Her remarks, at a news conference after her meeting with Morsi, were made in response to a question and were part of a broader message aimed at convincing Egyptians that the United States wants to engage rather than browbeat.
Clinton said her discussion with Morsi had been “constructive” and had focused heavily on the $1 billion in economic aid and other investments that the United States is providing to help Egypt’s flailing economy and especially its restless, jobless youth.
She said repeatedly that Washington is not trying to interfere in Egypt’s political affairs, that it is “for Egyptians to decide your way forward” in the country’s democratic transition.
“Democracy is hard,” she said. “It requires dialogue and compromise and real politics.”
Clinton arrived in Cairo on Saturday afternoon, and her motorcade sped directly along the palm-lined streets to the presidential palace, where she was quickly ushered into meet Morsi, a former member of the Muslim Brotherhood.
The two shook hands and sat at a right angle, Clinton on a couch, Morsi in a chair.
“Things change at kind of a warp speed,” Clinton said as the cameras flashed.
Morsi spoke in English about the speed of change, and then the man once imprisoned by the repressive government that the United States supported for decades welcomed Clinton.
“We are very, very keen to meet you and happy that you are here,” Morsi said as reporters were shown out of the room.
Morsi, who took office last month, has yet to name a cabinet.
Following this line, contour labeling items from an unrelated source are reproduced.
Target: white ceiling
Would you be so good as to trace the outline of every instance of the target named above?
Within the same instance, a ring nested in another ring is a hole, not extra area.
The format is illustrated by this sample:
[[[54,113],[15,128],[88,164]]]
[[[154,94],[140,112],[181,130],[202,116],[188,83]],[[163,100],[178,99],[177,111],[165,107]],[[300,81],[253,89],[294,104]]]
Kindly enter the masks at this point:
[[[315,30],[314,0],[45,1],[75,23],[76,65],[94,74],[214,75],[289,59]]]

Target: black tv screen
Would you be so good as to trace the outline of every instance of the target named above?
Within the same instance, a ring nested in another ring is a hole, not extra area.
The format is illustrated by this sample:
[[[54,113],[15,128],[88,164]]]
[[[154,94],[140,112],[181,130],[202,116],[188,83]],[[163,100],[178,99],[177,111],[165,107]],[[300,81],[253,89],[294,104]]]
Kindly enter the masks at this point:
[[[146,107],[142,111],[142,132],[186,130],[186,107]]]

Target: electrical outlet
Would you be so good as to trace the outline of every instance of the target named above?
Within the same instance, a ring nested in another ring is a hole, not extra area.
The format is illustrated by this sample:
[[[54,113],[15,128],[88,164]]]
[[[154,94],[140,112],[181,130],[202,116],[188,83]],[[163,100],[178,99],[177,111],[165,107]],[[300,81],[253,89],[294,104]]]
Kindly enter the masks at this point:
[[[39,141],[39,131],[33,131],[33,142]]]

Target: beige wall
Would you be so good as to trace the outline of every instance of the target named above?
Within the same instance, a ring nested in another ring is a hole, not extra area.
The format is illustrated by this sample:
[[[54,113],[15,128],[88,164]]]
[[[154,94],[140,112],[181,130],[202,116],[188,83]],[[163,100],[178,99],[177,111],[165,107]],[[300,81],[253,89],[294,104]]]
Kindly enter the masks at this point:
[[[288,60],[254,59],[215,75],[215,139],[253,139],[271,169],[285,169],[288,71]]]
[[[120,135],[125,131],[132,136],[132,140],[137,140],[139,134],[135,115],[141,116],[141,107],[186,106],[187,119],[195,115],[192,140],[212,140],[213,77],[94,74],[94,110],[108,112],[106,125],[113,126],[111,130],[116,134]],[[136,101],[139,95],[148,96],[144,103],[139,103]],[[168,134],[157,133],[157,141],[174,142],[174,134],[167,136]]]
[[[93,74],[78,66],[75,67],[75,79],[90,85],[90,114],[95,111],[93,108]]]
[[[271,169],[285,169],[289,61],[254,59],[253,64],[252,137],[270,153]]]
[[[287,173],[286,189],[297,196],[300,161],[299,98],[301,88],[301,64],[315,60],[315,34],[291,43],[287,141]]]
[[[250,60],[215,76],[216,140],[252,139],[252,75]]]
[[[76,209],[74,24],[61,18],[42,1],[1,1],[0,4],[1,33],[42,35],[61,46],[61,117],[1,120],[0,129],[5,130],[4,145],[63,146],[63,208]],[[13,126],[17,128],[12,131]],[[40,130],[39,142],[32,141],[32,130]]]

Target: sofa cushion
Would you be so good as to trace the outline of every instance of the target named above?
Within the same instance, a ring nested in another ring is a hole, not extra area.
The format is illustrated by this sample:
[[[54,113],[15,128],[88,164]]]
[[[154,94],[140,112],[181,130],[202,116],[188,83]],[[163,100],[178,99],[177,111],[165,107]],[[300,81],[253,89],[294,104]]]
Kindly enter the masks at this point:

The Egyptian parliament is in limbo. The new constitution remains unwritten. And the newly elected president spent most of the week leading up to Clinton’s visit locked in a face-off with the military vestiges of the former government, showing how blurred the lines of power remain.
Analysts said that there was no avoiding the timing of Clinton’s visit; neither country can wait for tidier conditions before beginning to restitch one of the most important strategic relationships in the region.
A smattering of relatively small protests greeted Clinton’s presence in the capital, the largest being an anti-Muslim Brotherhood demonstration outside the hotel where the U.S. delegation was staying.
“Obama don’t send your dollars to Jihadists,” read a sign one protester was waving in the chanting crowd of about 2,000, a mix of revolution supporters who resent the rise of the Muslim Brotherhood and secularists worried about the rise of Islam.
Senior U.S. officials traveling with Clinton said the main purpose of her visit to Cairo was to listen, to try to get a feeling for the political situation.